Bestselling novel The First Phone Call from Heaven, published last November by Harper and written by Mitch Albom, has been acquired by Warner Bros. Although Albom has been quite successful as a writer, this is his first feature deal, and was brokered by CAA and The David Black Agency. Denise DiNovi and Alison Greenspan will produce the film, with Chantal Nong and Cate Adams overseeing for Warner Bros.
The novel centers on a small town in Michigan, where people start getting strange calls from voices saying they’re calling from heaven. There are mixed reactions to the calls: fear, love, religious affirmations, etc. But one widowed father decides to investigate the calls; to find out whether it’s all a hoax, or if the calls really are from the afterlife.
Although Albom rose on a career as a sports columnist for the Detroit Free Press, he’s been a successful novelist, penning Tuesdays With Morrie and The Five People You Meet in Heaven, both bestsellers and both spiritually inclined.
Several other studios have been getting into projects that take a look at spiritual issues, to varying degrees.
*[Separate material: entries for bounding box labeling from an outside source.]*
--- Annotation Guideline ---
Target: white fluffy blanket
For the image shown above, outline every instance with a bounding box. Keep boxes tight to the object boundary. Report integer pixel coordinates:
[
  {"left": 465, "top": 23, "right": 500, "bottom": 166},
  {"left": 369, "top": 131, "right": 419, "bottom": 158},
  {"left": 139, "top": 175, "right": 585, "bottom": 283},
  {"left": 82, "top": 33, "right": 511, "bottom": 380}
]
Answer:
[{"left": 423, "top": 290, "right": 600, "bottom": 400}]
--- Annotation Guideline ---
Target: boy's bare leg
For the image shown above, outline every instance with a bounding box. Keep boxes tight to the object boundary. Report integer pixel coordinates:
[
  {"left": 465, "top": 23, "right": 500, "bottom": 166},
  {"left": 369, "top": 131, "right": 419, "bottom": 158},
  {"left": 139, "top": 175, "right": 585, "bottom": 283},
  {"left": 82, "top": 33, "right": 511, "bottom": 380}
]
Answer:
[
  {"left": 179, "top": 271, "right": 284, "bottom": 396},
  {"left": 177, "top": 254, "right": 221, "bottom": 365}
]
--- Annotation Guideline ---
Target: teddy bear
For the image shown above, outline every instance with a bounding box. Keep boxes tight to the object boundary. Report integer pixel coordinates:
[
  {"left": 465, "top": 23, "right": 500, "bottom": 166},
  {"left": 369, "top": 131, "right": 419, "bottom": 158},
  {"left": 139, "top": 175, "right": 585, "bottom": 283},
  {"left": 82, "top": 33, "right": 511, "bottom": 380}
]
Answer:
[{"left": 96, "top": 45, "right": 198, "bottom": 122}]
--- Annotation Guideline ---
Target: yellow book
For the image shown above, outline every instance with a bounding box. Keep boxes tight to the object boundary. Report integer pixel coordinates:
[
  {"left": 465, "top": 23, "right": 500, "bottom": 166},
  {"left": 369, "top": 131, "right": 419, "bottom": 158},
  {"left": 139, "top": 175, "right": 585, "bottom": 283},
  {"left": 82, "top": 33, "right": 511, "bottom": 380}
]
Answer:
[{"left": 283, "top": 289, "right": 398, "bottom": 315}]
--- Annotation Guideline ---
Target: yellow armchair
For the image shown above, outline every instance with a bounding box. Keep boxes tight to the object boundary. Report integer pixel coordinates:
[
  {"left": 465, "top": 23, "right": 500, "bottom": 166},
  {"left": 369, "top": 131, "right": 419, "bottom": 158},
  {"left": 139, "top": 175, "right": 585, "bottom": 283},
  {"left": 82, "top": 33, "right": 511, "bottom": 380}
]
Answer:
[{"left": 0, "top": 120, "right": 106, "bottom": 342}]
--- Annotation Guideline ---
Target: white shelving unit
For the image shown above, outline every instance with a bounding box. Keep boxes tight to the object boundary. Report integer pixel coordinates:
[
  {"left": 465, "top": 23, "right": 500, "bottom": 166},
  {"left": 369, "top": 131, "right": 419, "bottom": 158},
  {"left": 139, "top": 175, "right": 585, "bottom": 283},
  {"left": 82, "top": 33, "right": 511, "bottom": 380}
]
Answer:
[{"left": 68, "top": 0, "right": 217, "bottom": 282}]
Paramount has been fighting the media backlash over upcoming biblical epic Noah. Sony Pictures and Summit Entertainment have taken on less polarising pictures, with Randall Wallace’s Heaven is for Real and the adaptation of William Paul Young’s novel The Shack, respectively. This trend in films that raise existential questions show that studios are paying attention to how well these books are doing, and catching on to certain audiences’ need to believe in something larger than life.